If possible, watch whichever version of the poem you didn’t use yesterday: the PowerPoint or the video animation:
Which of these do you think makes the poem clearest? Why?
Revise the Perfect Form Use the Revision Card or the Perfect Form PowerPoint to remind yourself about the past perfect and present perfect form of verbs.
Complete Perfect Verb Forms A and C. You could challenge yourself to complete Perfect Verb Forms B as well!
Can you make some illustrations from the story of the Highwayman?
Can you find out about the historical character Dick Turpin? What are the five most interesting facts that you can discover about him?
Learning Objective/Focus: One-step equations. .
Main input: See PowerPoint.
Problem Solving activity.
Hannah is 8 years old. Jack is 13 years old. Grandma is 𝑥 + 12 years old. The sum of their ages is 100. Form and solve an equation to work out how old Grandma is.
Learning Objective/Focus: STEM activities: Understand the forces used in bridge building.

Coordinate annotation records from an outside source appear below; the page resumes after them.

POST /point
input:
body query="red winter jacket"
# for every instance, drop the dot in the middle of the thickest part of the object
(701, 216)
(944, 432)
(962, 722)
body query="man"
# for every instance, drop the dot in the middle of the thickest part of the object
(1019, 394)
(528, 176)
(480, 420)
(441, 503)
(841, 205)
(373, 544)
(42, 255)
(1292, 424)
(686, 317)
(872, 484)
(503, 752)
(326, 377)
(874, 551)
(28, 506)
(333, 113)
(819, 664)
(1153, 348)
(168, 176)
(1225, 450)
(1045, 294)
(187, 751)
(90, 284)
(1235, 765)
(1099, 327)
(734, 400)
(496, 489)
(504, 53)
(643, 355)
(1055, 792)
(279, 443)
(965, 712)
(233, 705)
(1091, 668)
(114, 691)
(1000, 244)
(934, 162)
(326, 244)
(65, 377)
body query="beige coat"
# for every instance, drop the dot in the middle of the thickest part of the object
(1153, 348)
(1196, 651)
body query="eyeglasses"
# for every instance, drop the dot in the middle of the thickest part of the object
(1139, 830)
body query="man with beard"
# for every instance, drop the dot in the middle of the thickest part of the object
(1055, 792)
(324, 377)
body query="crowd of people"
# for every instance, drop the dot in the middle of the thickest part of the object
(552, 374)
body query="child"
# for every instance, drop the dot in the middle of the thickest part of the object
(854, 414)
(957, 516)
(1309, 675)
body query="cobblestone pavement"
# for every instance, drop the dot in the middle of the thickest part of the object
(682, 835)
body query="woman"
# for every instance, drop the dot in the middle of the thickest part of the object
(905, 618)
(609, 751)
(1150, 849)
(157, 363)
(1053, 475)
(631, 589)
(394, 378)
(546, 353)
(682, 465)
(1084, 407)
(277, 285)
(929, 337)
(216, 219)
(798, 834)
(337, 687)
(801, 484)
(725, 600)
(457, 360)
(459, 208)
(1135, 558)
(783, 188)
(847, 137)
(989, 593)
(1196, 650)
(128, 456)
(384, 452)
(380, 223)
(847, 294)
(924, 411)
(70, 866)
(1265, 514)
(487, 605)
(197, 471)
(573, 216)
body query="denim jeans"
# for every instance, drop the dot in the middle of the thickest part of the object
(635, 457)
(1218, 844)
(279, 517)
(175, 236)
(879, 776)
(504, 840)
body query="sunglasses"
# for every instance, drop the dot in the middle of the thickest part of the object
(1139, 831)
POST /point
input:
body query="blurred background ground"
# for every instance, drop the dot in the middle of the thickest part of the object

Main input: Challenge children to build a bridge 50cm wide to support the weight of a food tin. Can they do this using only drinking straws, tape and string? Get them to investigate different shapes to see which are better at supporting a tin. They can use what they have found out to design and create their bridges and test them out.
Build a bridge 50cm wide (span) to support the weight of a food tin in the middle of the bridge. Think about some bridge designs that will give you a good-engineered result and draw these. Some shapes are better at absorbing load – for example, triangles are particularly strong – so you might like to think about using them as part of your design. Also think about bunching straws together for added strength and make good use of the string, tape and elastic bands.
Why are some shapes stronger than others? How important are the materials used in building bridges?
How could you use geometry to help you to work out the angles and lengths in any triangle?
What can you find out about the mathematical bridge at Queens College, Cambridge
Hope you have a good day and enjoy the STEM activity, send in photographs of your bridges so we can share them with everyone.